The award was shared between Indian anti-child labour campaigner Kailash Satyarthi, 60, and Pakistani teenager Malala Yousafzai, at 17 the youngest person ever to receive it.

Both used the occasion to launch an impassioned plea for global action to make children’s education a reality.

Satyarthi, whose Bachpan Bachao Andolan (BBA) Association is credited with saving around 80,000 children from slave labour sometimes in violent confrontations, asked audience members including the Norwegian royal family to put their hands on their hearts and listen to the child inside.

“There is no greater violence than to deny the dreams of our children. Therefore, I refuse to accept that all the temples and mosques and churches and prayer houses have no place for the dreams of our children.

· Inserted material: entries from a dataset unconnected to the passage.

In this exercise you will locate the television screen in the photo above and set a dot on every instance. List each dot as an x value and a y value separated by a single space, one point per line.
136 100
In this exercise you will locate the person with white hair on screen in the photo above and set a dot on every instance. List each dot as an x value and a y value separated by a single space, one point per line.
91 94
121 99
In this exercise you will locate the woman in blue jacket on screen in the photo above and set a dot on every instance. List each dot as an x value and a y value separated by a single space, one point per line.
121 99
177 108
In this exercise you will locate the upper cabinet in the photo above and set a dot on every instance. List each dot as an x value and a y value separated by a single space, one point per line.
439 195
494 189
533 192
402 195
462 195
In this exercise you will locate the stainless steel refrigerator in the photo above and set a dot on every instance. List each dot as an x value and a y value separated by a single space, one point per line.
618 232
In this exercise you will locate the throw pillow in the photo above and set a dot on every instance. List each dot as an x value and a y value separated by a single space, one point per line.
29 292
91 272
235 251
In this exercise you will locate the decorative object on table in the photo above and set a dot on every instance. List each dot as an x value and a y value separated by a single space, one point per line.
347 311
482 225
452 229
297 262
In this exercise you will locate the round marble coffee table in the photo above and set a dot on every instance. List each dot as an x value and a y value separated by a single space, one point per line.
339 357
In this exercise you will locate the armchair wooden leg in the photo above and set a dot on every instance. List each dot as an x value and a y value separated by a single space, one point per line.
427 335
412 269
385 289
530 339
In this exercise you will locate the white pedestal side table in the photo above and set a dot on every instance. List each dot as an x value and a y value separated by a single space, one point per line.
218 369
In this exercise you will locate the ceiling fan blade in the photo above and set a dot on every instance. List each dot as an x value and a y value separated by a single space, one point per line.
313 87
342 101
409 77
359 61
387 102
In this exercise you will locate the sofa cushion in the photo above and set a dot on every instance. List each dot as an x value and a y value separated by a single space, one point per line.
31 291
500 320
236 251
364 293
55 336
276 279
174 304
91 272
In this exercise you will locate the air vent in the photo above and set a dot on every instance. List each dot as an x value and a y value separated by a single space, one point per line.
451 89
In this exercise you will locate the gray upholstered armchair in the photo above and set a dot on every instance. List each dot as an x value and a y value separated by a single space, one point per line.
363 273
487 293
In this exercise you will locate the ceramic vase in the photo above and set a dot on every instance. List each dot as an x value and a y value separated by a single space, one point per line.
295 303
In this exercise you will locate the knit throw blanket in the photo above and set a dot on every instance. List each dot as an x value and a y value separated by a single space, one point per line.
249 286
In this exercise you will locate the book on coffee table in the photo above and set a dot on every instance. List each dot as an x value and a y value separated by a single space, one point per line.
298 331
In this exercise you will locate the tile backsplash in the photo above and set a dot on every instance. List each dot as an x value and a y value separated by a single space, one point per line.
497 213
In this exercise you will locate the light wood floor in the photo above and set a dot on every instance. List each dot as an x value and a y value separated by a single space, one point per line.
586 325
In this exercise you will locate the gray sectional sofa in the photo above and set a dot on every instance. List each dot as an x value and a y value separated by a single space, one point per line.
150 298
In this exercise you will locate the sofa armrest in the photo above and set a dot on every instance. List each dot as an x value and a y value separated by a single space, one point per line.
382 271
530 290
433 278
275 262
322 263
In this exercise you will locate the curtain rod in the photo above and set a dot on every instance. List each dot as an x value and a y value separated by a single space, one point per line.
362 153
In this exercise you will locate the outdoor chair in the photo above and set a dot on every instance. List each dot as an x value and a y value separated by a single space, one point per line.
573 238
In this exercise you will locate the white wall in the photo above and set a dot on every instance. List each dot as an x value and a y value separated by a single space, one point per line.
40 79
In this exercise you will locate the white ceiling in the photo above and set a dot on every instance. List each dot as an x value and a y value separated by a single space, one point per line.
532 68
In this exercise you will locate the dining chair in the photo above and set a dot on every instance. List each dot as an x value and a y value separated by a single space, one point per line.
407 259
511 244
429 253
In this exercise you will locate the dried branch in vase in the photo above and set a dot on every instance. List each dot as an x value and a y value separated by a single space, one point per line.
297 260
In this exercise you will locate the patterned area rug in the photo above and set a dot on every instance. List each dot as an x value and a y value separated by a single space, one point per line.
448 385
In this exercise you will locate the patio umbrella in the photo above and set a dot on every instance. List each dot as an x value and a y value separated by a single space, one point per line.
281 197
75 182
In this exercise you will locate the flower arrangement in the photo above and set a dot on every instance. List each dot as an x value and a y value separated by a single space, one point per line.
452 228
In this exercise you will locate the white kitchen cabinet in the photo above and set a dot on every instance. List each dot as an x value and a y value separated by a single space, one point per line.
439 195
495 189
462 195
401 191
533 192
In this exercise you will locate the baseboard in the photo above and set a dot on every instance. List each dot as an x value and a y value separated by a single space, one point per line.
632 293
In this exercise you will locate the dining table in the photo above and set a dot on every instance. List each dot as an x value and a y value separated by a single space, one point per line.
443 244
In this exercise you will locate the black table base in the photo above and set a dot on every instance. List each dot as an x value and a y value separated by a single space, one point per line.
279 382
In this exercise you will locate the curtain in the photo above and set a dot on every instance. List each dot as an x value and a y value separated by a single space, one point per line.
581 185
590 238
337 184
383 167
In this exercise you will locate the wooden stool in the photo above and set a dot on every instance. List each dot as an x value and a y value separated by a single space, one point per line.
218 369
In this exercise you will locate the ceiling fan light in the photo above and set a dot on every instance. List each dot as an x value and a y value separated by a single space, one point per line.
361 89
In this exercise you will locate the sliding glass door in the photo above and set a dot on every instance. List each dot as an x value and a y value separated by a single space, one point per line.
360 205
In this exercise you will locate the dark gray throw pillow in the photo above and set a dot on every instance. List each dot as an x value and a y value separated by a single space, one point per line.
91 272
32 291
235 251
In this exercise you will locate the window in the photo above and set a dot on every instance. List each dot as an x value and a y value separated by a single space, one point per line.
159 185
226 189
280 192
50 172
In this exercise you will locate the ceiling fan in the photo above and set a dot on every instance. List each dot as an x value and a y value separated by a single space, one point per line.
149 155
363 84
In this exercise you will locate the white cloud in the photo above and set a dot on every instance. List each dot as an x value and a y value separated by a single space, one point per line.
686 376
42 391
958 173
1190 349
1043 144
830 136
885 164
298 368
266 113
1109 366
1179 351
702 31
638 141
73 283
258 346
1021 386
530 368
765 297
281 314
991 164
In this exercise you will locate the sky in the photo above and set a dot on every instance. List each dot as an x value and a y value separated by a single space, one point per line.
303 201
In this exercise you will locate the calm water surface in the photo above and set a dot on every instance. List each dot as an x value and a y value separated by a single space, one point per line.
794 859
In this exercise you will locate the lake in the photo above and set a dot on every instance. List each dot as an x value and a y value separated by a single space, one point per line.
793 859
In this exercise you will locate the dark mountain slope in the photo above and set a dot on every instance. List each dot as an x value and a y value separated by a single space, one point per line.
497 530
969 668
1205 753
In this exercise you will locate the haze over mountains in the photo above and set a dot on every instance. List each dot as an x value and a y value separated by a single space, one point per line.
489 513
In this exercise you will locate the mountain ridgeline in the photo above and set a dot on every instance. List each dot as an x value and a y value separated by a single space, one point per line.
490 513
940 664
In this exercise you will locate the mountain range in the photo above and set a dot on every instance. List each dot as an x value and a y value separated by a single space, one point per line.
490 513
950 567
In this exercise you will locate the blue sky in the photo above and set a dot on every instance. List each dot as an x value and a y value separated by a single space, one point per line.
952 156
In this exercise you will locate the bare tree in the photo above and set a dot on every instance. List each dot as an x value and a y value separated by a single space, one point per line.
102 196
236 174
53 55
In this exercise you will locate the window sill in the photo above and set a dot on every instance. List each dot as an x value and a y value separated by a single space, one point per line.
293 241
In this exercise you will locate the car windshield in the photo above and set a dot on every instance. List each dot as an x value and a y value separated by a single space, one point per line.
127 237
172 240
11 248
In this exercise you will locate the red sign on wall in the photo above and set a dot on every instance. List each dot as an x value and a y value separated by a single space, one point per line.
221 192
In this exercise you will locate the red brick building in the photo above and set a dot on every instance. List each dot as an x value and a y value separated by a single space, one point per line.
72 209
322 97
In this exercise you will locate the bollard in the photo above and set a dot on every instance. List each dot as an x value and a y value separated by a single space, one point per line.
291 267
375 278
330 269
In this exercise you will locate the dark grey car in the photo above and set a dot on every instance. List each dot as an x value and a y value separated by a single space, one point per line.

I refuse to accept that the world is so poor, when just one week of military expenditure can bring all the children to classrooms,” he said in his acceptance speech.

Earlier, Satyarthi said apathy was the biggest obstacle to eliminating forced child labour, adding that the world needed more secular education to reduce intolerance.

According to the United Nations nearly 58 million children of primary school age are not in school; the International Labour Organisation estimates that 168 million children worldwide are forced to work, although that number has declined by a third since 2000.

Malala Yousafzai said she would dedicate her prize money to the Malala Fund – starting by building schools in her home country of Pakistan where she survived being shot by the Taliban in her school bus two years ago.

The militants singled her out because she had refused to quit school and had campaigned for the right of girls to have an education.

“This award is not just for me. It is for those forgotten children who want education. It is for those frightened children who want peace. It is for those voiceless children who want change. I’m here to stand up for their rights, to raise their voice. It is not time to pity them. It is time to take action,” she told the ceremony.

Both recipients received long standing ovations from the guests in Oslo city hall.

The pressure is now on governments and other organisations to heed their calls.

In the meantime the occasion was a striking display of unity – between India and Pakistan, and between Eastern and Western cultures.